Chapter 4 Discussion VI
The alternating series.
The alternating series is
[1, -1/2, +1/3, -1/4, +1/5, -1/6, ...]
-
Define
altTerm n
to be the nth term in the sequence. -
Define
altSeq m
to be the list of the first m terms in the sequence. -
Write a function to find the sum of the first
k
terms of the alternating series. -
Write
waltSum
, which takes in a list of numbers, multiplies each term by the corresponding term in the alternating series, and then adds up the sums.Example:
waltSum [5,10,15] == 1*5 + (-1/2)*10 + (1/3)*15
-
The
goalt x
function adds up the terms in the alternating series until it comes on a term that is less thanx
in absolute value.Example:
goalt 0.21 == 0.5833...
Explanation of example:
- The sequence starts with 1. Since this term is greater than x=0.21, it is included in the sum. Cumulative sum = $1$.
- The next term in the sequence is $-1/2$. Since the absolute value of this term is greater than 0.21, it is also included in the sum. Cumulative sum = $1 - 1/2 = 0.5$.
- The next term of the sequence is $1/3$. Since 1/3 is greater than 0.21, it is included.

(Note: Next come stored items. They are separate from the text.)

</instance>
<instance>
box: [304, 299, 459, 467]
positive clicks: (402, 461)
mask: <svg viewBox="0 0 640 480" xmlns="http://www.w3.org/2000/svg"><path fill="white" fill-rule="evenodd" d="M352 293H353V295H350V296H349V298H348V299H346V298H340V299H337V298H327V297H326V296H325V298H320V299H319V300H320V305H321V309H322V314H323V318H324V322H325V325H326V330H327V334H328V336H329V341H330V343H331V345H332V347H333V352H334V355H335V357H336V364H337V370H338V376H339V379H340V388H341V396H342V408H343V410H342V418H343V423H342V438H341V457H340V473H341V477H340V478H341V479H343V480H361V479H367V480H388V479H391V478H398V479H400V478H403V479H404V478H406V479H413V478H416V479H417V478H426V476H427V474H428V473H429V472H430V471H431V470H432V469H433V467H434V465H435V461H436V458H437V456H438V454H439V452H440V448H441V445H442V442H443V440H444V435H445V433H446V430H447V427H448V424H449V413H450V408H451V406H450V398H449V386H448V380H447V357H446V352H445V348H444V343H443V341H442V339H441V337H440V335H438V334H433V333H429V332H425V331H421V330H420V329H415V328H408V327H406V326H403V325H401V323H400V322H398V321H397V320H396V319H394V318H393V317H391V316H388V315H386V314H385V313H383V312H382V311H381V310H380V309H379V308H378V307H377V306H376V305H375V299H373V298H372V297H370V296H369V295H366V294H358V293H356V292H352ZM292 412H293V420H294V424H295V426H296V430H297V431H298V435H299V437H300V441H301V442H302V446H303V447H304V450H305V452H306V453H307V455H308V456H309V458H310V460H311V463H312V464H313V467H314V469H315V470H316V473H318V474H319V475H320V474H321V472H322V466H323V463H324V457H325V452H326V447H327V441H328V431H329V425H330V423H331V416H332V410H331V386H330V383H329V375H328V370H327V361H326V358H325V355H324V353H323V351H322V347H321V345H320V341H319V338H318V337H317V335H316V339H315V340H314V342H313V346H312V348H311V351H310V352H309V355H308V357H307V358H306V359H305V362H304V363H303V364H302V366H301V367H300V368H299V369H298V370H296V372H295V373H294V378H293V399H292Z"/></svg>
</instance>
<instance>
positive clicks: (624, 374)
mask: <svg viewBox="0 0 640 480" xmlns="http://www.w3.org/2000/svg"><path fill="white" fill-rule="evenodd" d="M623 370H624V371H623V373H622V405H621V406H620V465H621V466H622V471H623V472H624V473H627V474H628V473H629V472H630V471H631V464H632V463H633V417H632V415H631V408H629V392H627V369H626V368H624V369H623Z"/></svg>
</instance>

Cumulative sum = $1-1/2 + 1/3 \approx 0.8333$.
- The next term is $-1/4$. Its absolute value is 0.25, which is still greater than 0.21. Cumulative sum = $1-1/2+1/3-1/4 \approx 0.5833$.
- The next term is $1/5$. Since $0.20$ is less than $0.21$, the process stops, giving a final answer of about $0.5833$.
Remember: fromIntegral
when you need to divide something by an
Int.
Other dangers: Haskell distinguishes between exponentiation for
integers (^
) and floating point numbers (**
).